Créer des écoles dédiées aux soins primaires, comme celle de Long Island, n’est pas une solution aux yeux de certains défenseurs, qui considèrent les soins primaires comme l’épine dorsale de la médecine et non comme une discipline distincte. Toyese Oyeyemi Jr.directeur exécutif de la Social Mission Alliance à l’Institut Fitzhugh Mullan pour l’équité en matière de main-d’œuvre de santé, craint que la création de telles écoles ne permette à d’autres de « s’en sortir ».
Pourtant, fréquenter une école de médecine créée pour former des médecins de premier recours a bien fonctionné pour Lo Cascio. Même si elle a suivi les stages habituels dans des spécialités, sa passion pour la pédiatrie n’a jamais faibli – grâce à ses 23 camarades de classe, à ses deux mentors et à son stage de première année auprès d’un pédiatre communautaire. Maintenant, elle postule pour des résidences en pédiatrie.

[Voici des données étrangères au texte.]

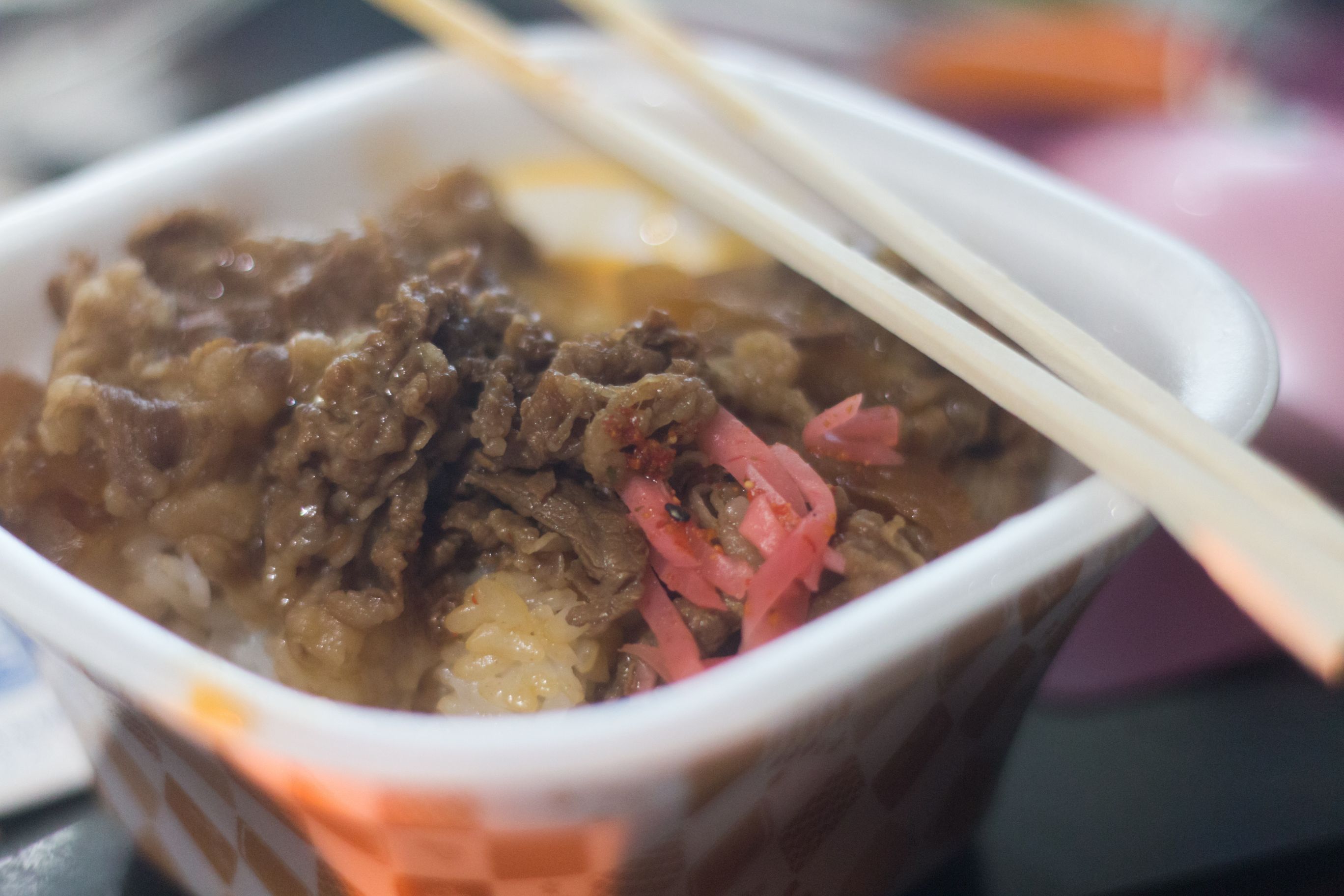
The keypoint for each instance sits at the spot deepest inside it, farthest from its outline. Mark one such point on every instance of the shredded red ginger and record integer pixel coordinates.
(791, 519)
(676, 656)
(848, 433)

Lo Cascio a également des raisons personnelles profondes : tout au long de son expérience avec une maladie cardiaque congénitale, son pédiatre a été un « guide ».
“Peu importe ce qui s'est passé à l'école, dans la vie, dans le monde et sur le plan médical, votre pédiatre est la personne vers qui vous pouvez revenir”, a-t-elle déclaré. “Quelle belle opportunité ce serait d'être cela pour quelqu'un d'autre.”